Logfile logs/subsampling_proximity_asia_israel_country.txt:
Traceback (most recent call last):
File “/home/vishwajeet/data/ncov/scripts/get_distance_to_focal_set.py”, line 155, in
focal_seqs_dict = calculate_snp_matrix(focal_seqs, consensus = ref, ignore_seqs=args.ignore_seqs)
File “/home/vishwajeet/data/ncov/scripts/get_distance_to_focal_set.py”, line 73, in calculate_snp_matrix
raise ValueError(‘Fasta file appears to have sequences of different lengths!’)
ValueError: Fasta file appears to have sequences of different lengths!
I have used sanitize sequences.py and sanitize metadata.py before the run.
Hi @vrmarathe - can you share the builds.yaml file you are running the workflow with?
I would double check that the sequences in results/filtered_israel-data.fasta.xz and results/asia_israel/sample-country.fasta have sequences in them and the sequences there are of the same length. (They should be, but worth double checking this.)

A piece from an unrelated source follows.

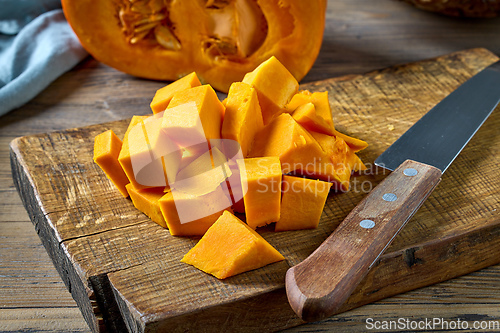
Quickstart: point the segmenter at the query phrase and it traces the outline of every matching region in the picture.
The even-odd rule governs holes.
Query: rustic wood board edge
[[[104,321],[95,301],[94,293],[81,280],[61,244],[57,241],[56,231],[52,228],[53,224],[48,221],[48,216],[44,212],[43,206],[40,205],[36,186],[27,172],[28,169],[18,149],[18,141],[21,139],[14,139],[10,144],[10,160],[14,185],[45,250],[66,288],[80,308],[85,321],[92,331],[102,332],[105,328]]]
[[[450,235],[445,239],[384,253],[337,313],[495,265],[500,262],[500,258],[496,255],[500,251],[499,238],[500,221],[496,221],[487,226]],[[474,255],[476,252],[485,253],[484,260],[477,261]],[[457,253],[460,255],[457,256]],[[217,322],[224,323],[225,331],[272,332],[304,323],[291,310],[284,283],[281,288],[267,293],[230,303],[215,303],[211,307],[180,315],[167,313],[151,316],[151,314],[141,313],[134,306],[133,301],[129,301],[127,295],[122,293],[122,290],[134,284],[131,277],[138,271],[144,270],[145,266],[149,266],[147,270],[150,274],[156,268],[154,262],[147,262],[141,267],[131,267],[108,274],[120,311],[130,332],[184,332],[186,330],[217,332],[221,329],[217,326]],[[451,270],[450,267],[458,267],[458,269]],[[161,269],[157,269],[156,274],[161,276]],[[169,296],[175,297],[167,293],[161,295],[165,298]],[[249,308],[253,309],[251,314],[248,314]]]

Hi @james, I am using the following file, I am using msa_0908.fasta (aligned file from GISAID) as a input. aligned: data/sequences_gisaid.fasta.gz. I have used the cleaning script from nextstrain to generate this.
# Define input files.
inputs:
- name: israel-data
metadata: data/metadata_gisaid.tsv.gz
aligned: data/sequences_gisaid.fasta.gz
builds:
asia_israel:
subsampling_scheme: country
region: Asia
country: Israel
# Here, USA is in North America
files:
auspice_config: "my_profiles/example/my_auspice_config.json"
description: "my_profiles/example/my_description.md"
Hi @vrmarathe - the way you have defined your inputs is for aligned sequences, but from the error you are getting I’m guessing they are unaligned sequences. I would try changing that section to:
Hi @james , I have sucessfully ran nextstrain for israel. Thank your for the help.
Is there a way to skip the tree-building for other countries. I am just looking to get the mutation data like amino acid mutations and nucleotide mutations ?
Sure - there are a bunch of ways you could get this information - you could stop this pipeline at the relevant step – alignment / masking / filtering, depending on the exact data you want – and examine the alignments; we are using nextalign for this. Alternatively you could use nextclade (this also uses nextalign internally).